These are desperate times, pundits keep reminding us, and desperate times demand desperate measures, as the sages keep reminding us.
I don’t know, though.
I don’t think the times are so desperate that we need to elect as president a guy with great hair who once strapped the family dog to the top of the family car and drove off to Canada. No word on the condition of the dog’s hair.
Or, for that matter, elect as president a guy whose hair isn’t as great, but is not bad, but who defends marriage as a union between one man and one woman so much that he keeps leaving one wife to marry another.
I mean, if everyone defended marriage that way, pretty soon marriage would be rather meaningless.
You’ll note that the then-congressman who introduced the Defense of Marriage Act back in the dim years of the 1990s (when the economy, by the way, was booming), Bob Barr (who was born in Iowa City’s Mercy Hospital, according to local lore) is now on his fourth wife. (Correction: I didn’t mean "on," I meant "with.")
Oh, well.
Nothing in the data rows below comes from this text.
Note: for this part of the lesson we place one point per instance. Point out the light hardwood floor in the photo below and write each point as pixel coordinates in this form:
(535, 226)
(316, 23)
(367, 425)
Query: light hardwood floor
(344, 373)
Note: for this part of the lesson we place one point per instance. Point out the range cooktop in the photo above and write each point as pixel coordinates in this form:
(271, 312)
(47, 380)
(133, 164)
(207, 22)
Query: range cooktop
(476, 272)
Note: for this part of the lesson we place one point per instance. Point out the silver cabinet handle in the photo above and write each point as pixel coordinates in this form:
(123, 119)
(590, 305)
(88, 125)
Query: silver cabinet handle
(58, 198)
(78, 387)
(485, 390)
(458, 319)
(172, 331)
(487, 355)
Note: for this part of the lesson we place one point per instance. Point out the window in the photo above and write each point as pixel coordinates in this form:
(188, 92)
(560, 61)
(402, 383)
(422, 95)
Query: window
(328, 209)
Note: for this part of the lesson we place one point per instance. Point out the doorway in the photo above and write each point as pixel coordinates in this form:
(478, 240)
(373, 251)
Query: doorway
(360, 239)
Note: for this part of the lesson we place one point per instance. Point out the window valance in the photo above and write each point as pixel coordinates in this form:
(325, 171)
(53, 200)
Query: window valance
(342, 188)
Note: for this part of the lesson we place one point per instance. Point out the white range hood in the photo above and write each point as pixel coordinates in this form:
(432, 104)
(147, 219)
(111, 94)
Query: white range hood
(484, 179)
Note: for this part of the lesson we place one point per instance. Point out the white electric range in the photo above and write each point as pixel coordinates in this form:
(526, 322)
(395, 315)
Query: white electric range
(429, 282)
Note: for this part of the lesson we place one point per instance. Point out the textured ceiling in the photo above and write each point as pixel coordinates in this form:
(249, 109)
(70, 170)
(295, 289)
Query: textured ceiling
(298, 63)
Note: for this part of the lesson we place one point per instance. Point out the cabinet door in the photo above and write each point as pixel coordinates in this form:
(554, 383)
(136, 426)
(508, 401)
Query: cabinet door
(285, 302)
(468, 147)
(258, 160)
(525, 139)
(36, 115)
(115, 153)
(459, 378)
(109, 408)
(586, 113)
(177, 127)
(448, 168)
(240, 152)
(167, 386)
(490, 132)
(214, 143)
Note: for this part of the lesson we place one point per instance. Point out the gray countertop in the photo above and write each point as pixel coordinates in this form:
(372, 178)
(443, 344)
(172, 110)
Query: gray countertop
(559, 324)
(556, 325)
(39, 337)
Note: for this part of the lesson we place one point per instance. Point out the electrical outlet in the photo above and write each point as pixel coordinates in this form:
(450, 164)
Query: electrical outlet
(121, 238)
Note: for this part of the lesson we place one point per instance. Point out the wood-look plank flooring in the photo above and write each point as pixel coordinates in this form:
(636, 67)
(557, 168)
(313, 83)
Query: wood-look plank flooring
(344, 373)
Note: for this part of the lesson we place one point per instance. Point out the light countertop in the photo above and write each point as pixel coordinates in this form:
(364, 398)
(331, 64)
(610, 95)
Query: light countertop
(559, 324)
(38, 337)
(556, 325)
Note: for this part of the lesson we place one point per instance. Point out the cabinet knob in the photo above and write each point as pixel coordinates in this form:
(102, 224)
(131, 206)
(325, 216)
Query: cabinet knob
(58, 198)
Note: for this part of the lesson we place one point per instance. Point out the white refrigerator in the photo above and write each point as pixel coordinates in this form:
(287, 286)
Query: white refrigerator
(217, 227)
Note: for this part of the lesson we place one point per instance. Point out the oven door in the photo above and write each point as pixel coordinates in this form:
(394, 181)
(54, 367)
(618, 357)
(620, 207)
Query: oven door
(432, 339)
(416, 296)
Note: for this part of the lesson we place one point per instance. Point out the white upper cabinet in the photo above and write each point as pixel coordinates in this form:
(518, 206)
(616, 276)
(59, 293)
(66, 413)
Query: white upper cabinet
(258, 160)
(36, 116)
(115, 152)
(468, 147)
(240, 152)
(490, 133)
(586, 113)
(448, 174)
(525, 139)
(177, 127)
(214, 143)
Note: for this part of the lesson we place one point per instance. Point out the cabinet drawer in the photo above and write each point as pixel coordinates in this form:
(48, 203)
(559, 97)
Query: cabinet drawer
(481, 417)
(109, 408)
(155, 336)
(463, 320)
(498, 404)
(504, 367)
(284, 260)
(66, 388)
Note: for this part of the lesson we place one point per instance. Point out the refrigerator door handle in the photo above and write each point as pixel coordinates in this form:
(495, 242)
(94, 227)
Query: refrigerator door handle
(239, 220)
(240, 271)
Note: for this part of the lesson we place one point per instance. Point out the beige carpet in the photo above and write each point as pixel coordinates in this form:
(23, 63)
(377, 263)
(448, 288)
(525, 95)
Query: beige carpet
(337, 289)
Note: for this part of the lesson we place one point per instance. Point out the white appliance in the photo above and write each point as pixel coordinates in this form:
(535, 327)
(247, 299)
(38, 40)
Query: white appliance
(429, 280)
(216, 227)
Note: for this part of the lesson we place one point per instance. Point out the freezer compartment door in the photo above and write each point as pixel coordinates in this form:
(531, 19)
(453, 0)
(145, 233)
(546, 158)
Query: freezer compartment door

Is it time to bomb Iran yet?
And will that save Social Security?
Speaking of which, back in the days of President George WMD Bush (Remember him? Me, too. We could elect as president any one of the current Republican candidates and relive those days in "real" time, only with less competence.)
Anyway, back in the days of George WMD, as Paul Krugman, the economist and New York Times columnist, pointed out, we could "save" Social Security by taking away the cap on the payroll tax. At present, that cap exempts all income over approximately $103,000 from the payroll tax, meaning that middle-class and working-class people pay a far higher percentage of their income than do rich people.
If we were to zap the cap and levy the payroll tax on all rich people’s incomes, Social Security would be robust far into the next century.
This will never happen, of course, because if you propose taxing rich people, conservatives treat you as if you had just joined Al Qaeda.
It used to be that, if you proposed taxing rich people, conservatives accused you of being a communist and suggested you go back to Moscow — even though you had never been there before. But then communism went the way of the typewriter and the land line, so the conservatives had to find a new bogeyman.
Enter Osama bin Laden.
Of course, now that President Obama and the Navy SEALs have shown bin Laden the exit, conservatives will have to find yet another bogeyman. These are desperate times; we have to have a bogeyman.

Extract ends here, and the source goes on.